Nicky Larkin: Israel is a refuge, but a refuge under siege
I used to hate Israel. I used to think the Left was always right. Not any more. Now I loathe Palestinian terrorists. Now I see why Israel has to be hard. Now I see the Left can be Right — as in right-wing. So why did I change my mind so completely?
Strangely, it began with my anger at Israel’s incursion into Gaza in December 2008 which left over 1,200 Palestinians dead, compared to only 13 Israelis. I was so angered by this massacre I posed in the striped scarf of the Palestinian Liberation Organisation for an art show catalogue.
Shortly after posing in that PLO scarf, I applied for funding from the Irish Arts Council to make a film in Israel and Palestine. I wanted to talk to these soldiers, to challenge their actions — and challenge the Israeli citizens who supported them.
I spent seven weeks in the area, dividing my time evenly between Israel and the West Bank. I started in Israel. The locals were suspicious. We were Irish — from a country which is one of Israel’s chief critics — and we were filmmakers. We were the enemy.
Then I crossed over into the West Bank. Suddenly, being Irish wasn’t a problem. Provo graffiti adorned The Wall. Bethlehem was Las Vegas for Jesus-freaks — neon crucifixes punctuated by posters of martyrs.
These martyrs followed us throughout the West Bank. They watched from lamp-posts and walls wherever we went. Like Jesus in the old Sacred Heart pictures.

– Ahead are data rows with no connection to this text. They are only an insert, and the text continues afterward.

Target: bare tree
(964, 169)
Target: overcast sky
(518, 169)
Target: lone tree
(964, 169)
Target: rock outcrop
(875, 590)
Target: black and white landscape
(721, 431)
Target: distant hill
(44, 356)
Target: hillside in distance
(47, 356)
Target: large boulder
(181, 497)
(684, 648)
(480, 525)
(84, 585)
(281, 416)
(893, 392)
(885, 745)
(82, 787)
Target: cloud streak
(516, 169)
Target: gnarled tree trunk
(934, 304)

But the more I felt the martyrs watching me, the more confused I became. After all, the Palestinian mantra was one of “non-violent resistance”. It was their motto, repeated over and over like responses at a Catholic mass.
Yet when I interviewed Hind Khoury, a former Palestinian government member, she sat forward angrily in her chair as she refused to condemn the actions of the suicide bombers. She was all aggression.